I’m sometimes slightly hazy about the rough parts of what happened in my life. It isn’t that I have no grip on reality. More that time has a way of softening the edges of hardest truths and making them less edgy.
I seem to have imagined away a lot of the worst stuff. These days, it’s more dreamy. Less like the haunted awfulness of youth. Some of the really bad stuff I worked through. Writing my book was unquestionably one of the major ways I worked through it. It seems I’m better at settling my emotional hash writing about it than talking about it.
Even the people I once hated … I don’t hate them anymore. I don’t like them, either, but they are just people now. I have a distaste for them and I certainly am not going to have a party and invite them round for cookies and tea … but the edge of rage and obsession is gone.

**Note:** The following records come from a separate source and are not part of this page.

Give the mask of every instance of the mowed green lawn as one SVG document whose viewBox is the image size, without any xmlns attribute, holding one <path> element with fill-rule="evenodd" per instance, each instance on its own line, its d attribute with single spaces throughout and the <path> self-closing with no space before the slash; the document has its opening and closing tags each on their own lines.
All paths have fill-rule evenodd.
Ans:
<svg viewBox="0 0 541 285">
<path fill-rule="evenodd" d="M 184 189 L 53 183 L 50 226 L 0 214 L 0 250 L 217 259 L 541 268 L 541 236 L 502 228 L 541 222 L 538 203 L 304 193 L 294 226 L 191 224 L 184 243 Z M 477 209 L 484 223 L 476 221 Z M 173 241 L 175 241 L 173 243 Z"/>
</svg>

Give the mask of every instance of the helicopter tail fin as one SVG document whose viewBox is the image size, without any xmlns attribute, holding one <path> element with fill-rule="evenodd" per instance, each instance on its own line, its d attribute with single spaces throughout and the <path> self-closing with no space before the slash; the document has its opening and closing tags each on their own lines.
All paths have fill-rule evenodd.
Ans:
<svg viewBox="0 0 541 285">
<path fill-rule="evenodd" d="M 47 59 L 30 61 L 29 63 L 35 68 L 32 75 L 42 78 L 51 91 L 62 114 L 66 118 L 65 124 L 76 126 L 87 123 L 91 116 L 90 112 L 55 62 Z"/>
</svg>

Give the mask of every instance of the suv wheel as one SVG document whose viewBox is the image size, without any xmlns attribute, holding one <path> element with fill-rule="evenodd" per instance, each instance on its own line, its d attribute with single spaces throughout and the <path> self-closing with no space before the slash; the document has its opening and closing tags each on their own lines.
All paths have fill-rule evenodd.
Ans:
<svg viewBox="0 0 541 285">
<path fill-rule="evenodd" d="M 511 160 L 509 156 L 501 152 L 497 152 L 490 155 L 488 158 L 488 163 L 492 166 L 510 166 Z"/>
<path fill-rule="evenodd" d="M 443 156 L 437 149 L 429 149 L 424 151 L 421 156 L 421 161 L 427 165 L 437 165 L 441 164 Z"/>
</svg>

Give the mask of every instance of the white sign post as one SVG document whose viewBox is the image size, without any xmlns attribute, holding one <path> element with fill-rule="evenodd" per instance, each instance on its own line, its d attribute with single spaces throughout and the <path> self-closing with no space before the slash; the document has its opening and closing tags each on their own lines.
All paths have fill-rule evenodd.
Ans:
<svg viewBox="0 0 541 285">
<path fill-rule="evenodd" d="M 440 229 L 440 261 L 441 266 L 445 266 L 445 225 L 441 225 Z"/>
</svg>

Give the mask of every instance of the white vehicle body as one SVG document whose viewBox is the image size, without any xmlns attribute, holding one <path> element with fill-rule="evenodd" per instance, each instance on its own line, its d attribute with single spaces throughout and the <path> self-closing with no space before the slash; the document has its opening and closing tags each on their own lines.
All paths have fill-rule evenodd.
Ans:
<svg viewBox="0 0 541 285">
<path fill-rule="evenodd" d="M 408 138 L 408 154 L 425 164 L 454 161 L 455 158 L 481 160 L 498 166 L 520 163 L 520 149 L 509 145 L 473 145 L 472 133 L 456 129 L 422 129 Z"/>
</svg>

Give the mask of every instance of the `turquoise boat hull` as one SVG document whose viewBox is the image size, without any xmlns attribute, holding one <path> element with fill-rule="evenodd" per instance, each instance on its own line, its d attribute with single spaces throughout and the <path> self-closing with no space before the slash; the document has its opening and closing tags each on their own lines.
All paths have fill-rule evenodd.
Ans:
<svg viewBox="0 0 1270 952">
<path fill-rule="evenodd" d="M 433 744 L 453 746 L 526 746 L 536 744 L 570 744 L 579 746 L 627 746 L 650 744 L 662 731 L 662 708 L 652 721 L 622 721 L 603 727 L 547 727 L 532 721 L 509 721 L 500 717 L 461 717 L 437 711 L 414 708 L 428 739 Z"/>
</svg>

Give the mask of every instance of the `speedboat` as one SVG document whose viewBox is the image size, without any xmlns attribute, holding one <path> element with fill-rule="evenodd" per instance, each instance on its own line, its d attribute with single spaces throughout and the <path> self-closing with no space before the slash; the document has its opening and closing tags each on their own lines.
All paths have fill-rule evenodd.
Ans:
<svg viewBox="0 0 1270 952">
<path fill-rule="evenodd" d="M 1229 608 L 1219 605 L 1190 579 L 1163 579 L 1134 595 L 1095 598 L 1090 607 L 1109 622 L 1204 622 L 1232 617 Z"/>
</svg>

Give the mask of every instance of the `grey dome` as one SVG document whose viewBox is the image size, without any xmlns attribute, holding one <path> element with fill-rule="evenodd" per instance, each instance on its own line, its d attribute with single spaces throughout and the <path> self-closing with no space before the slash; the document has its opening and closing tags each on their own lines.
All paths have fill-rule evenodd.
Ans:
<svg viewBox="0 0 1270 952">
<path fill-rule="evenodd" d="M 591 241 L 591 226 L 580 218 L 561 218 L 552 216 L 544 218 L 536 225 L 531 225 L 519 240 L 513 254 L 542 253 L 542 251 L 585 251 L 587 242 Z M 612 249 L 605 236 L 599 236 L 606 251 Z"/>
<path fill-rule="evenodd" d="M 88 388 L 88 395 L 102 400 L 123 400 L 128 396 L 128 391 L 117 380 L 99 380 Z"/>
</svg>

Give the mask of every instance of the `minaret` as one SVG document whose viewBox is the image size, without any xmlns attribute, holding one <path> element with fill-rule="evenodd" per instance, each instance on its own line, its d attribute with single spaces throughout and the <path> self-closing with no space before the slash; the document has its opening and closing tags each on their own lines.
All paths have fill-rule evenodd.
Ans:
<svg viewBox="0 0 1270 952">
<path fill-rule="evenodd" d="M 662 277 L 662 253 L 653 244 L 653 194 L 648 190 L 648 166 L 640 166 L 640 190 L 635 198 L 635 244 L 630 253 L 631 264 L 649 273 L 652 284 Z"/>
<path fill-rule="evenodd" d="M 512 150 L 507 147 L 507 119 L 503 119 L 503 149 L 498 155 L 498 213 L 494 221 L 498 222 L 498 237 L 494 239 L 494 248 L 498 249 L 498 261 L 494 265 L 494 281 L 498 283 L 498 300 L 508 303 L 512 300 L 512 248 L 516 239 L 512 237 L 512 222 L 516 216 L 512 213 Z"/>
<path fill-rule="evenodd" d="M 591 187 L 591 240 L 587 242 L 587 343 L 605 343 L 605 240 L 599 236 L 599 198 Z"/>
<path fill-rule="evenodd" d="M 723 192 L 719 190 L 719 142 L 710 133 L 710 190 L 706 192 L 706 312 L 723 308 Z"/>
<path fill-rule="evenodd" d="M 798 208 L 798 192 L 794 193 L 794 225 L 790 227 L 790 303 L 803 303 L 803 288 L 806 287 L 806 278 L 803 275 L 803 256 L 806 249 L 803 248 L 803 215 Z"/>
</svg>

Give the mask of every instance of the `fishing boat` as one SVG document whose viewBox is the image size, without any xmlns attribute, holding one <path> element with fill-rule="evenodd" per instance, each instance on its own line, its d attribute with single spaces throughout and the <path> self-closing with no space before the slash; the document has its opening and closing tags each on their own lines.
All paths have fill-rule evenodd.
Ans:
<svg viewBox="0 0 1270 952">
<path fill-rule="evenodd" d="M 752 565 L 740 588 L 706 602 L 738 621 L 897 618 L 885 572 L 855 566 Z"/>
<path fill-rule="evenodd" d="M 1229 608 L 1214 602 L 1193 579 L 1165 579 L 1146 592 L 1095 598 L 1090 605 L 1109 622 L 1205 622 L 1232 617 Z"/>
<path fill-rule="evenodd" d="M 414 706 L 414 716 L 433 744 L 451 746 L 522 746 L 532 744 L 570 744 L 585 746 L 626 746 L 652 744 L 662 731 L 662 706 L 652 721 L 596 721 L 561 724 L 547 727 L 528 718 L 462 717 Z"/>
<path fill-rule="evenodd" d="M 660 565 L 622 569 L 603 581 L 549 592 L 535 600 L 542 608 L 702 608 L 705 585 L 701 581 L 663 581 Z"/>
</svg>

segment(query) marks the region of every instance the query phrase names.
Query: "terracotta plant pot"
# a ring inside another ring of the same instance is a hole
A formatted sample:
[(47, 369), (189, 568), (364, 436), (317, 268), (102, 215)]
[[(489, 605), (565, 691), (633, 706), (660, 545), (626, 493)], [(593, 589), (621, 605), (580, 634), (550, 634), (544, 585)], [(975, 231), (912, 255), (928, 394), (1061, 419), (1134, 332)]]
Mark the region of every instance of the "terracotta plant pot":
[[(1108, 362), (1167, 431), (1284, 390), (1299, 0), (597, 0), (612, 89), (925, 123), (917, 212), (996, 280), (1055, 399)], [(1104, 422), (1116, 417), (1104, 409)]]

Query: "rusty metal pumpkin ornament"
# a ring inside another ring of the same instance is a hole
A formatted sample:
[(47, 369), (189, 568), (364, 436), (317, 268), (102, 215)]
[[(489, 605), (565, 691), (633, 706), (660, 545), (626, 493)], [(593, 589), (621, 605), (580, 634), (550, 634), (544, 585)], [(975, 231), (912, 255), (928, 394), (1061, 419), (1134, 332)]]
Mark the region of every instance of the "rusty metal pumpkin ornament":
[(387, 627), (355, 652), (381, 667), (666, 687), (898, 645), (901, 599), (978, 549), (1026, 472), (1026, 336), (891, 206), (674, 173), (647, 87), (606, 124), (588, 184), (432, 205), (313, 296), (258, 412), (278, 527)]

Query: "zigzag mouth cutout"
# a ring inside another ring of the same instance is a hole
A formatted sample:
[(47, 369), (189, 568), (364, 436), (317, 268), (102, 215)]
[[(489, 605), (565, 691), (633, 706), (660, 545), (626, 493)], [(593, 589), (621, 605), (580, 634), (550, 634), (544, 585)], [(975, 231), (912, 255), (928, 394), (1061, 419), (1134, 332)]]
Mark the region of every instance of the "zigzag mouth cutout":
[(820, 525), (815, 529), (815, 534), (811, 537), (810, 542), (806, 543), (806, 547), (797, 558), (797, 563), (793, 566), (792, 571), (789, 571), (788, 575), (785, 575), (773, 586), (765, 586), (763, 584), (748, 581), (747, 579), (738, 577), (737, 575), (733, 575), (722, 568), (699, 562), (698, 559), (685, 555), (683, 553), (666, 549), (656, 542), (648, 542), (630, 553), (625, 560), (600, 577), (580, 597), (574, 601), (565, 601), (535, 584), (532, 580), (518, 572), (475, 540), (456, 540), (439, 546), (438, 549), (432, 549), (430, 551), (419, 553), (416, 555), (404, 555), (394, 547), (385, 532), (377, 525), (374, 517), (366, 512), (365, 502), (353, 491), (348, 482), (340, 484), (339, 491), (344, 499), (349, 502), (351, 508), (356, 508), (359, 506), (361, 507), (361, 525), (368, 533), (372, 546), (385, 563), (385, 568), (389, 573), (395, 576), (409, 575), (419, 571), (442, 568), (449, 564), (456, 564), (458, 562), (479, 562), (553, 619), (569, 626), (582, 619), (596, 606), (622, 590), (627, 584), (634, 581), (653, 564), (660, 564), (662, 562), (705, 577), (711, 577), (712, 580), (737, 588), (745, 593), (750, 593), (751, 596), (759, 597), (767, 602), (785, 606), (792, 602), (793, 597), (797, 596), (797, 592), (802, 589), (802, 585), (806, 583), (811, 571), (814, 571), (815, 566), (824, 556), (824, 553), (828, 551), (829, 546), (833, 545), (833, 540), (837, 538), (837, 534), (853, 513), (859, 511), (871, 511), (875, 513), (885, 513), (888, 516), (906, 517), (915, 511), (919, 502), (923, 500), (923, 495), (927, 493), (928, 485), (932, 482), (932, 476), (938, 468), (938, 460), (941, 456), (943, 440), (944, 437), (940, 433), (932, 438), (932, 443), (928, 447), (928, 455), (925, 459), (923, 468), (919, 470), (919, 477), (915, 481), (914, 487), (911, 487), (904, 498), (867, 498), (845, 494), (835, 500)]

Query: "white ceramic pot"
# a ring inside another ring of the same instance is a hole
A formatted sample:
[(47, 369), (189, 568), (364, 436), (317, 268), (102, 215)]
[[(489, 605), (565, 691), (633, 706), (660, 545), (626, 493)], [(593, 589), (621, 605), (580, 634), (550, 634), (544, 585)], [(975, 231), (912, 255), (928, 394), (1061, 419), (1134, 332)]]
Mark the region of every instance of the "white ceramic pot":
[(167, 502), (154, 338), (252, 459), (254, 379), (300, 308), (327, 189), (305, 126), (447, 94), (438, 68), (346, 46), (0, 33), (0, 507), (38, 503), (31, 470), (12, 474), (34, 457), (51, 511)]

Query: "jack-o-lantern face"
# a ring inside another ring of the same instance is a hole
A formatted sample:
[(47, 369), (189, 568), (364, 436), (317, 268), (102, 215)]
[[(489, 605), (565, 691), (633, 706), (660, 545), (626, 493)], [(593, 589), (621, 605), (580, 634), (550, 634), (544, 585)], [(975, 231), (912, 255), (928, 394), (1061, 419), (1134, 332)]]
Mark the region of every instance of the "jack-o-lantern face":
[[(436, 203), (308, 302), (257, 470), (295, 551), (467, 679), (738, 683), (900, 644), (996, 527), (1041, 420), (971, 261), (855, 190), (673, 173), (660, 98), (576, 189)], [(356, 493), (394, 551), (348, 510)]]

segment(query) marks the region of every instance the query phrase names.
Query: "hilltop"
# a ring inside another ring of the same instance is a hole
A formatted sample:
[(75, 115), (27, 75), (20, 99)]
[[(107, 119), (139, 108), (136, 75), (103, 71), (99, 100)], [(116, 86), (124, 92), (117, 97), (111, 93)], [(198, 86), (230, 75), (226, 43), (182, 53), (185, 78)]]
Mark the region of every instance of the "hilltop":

That’s imagination. The ability to see myself as having come from a bad place to a better place. A kind of Christian forgiving, where I recognize it isn’t my job to fix the ugliness of my world. What remains is for some higher power to take on — and good luck to him, her, or them.
Imagination made it possible for me to survive growing up, to try unknown things without dwelling on what might happen if I got it wrong. To believe that things that looked bad might not stay that way and the worst might get better if I stuck around.
Imagination is not merely making up stories. Imagination is the fuel of hope. It’s the big engine under your personal rocket lifting into the sky.